Gone are reactions and rich media support with only a basic voting system, Markdown-based formatting, and 3rd-party provider sign-in. However, you won't experience any intrusive ads and tracking either.
But I'll save you more reading and send you straight to the comment section below to experience it yourself.
So, without impressive features or designs, what does Commento has going for it? Why did I choose it?
Well, the main reason is certainly its minimalistic approach. The comment section functionalities are "just enough" and the design is fairly customizable with some basic knowledge of CSS, making Commento a perfect fit for minimalistic, design-focused sites, like, but not limited to, a technical blog. Also, in this way, Commento easily becomes one of the lightest, fastest-loading, and most privacy-focused commenting systems out there.
To clarify, by "just enough" I mean basic text formatting, login, notifications, threading, and voting, with a similar theme transitioning to the dashboard side.
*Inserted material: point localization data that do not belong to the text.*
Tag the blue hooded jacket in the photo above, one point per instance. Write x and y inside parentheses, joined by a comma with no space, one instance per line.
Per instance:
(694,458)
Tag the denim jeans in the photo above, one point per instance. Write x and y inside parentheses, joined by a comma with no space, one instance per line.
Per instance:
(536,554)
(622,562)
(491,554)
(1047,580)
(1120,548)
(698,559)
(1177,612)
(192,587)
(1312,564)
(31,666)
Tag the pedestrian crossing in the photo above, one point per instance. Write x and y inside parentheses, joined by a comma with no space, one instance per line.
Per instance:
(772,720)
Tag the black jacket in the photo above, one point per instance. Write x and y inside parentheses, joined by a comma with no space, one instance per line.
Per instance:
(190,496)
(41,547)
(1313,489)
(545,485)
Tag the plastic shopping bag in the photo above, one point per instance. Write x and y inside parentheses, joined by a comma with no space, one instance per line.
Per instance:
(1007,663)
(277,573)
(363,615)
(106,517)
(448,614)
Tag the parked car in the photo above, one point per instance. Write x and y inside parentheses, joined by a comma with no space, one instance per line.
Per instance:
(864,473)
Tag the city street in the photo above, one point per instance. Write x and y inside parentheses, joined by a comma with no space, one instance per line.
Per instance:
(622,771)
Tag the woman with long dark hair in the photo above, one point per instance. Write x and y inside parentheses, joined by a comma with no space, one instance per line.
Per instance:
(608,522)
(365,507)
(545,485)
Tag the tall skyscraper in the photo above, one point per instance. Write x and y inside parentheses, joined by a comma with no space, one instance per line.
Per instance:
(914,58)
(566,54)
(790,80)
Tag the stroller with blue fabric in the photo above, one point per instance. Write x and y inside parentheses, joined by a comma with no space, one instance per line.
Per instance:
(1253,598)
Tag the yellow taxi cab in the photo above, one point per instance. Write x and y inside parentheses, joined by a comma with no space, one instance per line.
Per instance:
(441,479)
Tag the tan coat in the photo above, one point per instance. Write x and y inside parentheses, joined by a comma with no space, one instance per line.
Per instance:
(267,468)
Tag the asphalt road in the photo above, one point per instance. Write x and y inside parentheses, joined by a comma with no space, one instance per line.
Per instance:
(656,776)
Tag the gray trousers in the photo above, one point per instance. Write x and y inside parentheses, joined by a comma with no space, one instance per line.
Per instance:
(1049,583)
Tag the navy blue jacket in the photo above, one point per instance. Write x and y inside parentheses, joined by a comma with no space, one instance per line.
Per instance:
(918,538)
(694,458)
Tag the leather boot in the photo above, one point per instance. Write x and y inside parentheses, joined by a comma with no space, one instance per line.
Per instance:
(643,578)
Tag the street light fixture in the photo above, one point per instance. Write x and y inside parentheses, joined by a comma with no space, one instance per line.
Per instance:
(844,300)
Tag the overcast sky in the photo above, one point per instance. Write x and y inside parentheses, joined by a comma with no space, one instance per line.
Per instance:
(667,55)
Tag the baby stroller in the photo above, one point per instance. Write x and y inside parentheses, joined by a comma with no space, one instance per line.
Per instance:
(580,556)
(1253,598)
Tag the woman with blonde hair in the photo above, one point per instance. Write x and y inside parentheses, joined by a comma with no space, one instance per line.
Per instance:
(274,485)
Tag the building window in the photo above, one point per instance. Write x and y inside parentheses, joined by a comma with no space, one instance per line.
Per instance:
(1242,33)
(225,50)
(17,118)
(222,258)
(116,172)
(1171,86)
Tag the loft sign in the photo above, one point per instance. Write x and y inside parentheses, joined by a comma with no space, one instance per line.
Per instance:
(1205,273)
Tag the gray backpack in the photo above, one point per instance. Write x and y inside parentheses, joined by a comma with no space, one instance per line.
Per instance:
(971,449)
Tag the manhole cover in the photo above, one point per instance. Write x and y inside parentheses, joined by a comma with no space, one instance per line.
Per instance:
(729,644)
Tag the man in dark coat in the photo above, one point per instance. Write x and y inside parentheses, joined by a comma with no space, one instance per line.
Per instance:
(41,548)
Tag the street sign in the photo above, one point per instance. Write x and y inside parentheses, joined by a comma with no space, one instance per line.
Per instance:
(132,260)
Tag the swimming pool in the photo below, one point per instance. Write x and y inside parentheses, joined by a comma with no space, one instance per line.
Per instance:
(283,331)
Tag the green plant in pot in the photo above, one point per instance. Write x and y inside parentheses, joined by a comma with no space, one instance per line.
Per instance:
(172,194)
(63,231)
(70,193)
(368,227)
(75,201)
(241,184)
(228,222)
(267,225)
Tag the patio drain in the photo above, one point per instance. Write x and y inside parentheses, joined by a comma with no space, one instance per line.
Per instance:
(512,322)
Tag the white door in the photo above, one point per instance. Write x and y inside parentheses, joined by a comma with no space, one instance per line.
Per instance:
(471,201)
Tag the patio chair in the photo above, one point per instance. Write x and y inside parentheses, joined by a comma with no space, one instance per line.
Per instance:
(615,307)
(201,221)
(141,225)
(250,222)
Basic analytics, moderation, and general settings - again, "just enough" of everything.
With all that said, Commento is directed towards a pretty large, but still niche demographic of design-focused and minimalistic websites.
This might not be ideal for a great many websites, with "missing" functionalities like reactions, image placement, etc. You need to know what you want before picking this commenting system, because if you really do, then I guarantee you'll be satisfied.
For the pricing, just like with Hyvor Talk, there were some changes made recently. Gone is the pay-what-you-want model with a minimum of $5/month (which to be honest was a killer-deal), and is now replaced by a $10/month or $99/year plan with a pretty high limit of 50K daily pageviews (or 1.5M monthly average), with anything above requiring direct contact.
So, that's it for this rundown. To give some personal closing thoughts, Disqus is most likely the one most people will start with, Hyvor Talk is its best alternative if you're willing to pay, and Commento has its own little niche.
But again, these were just my thoughts, and I'm curious to hear yours down in the Commento comment section below.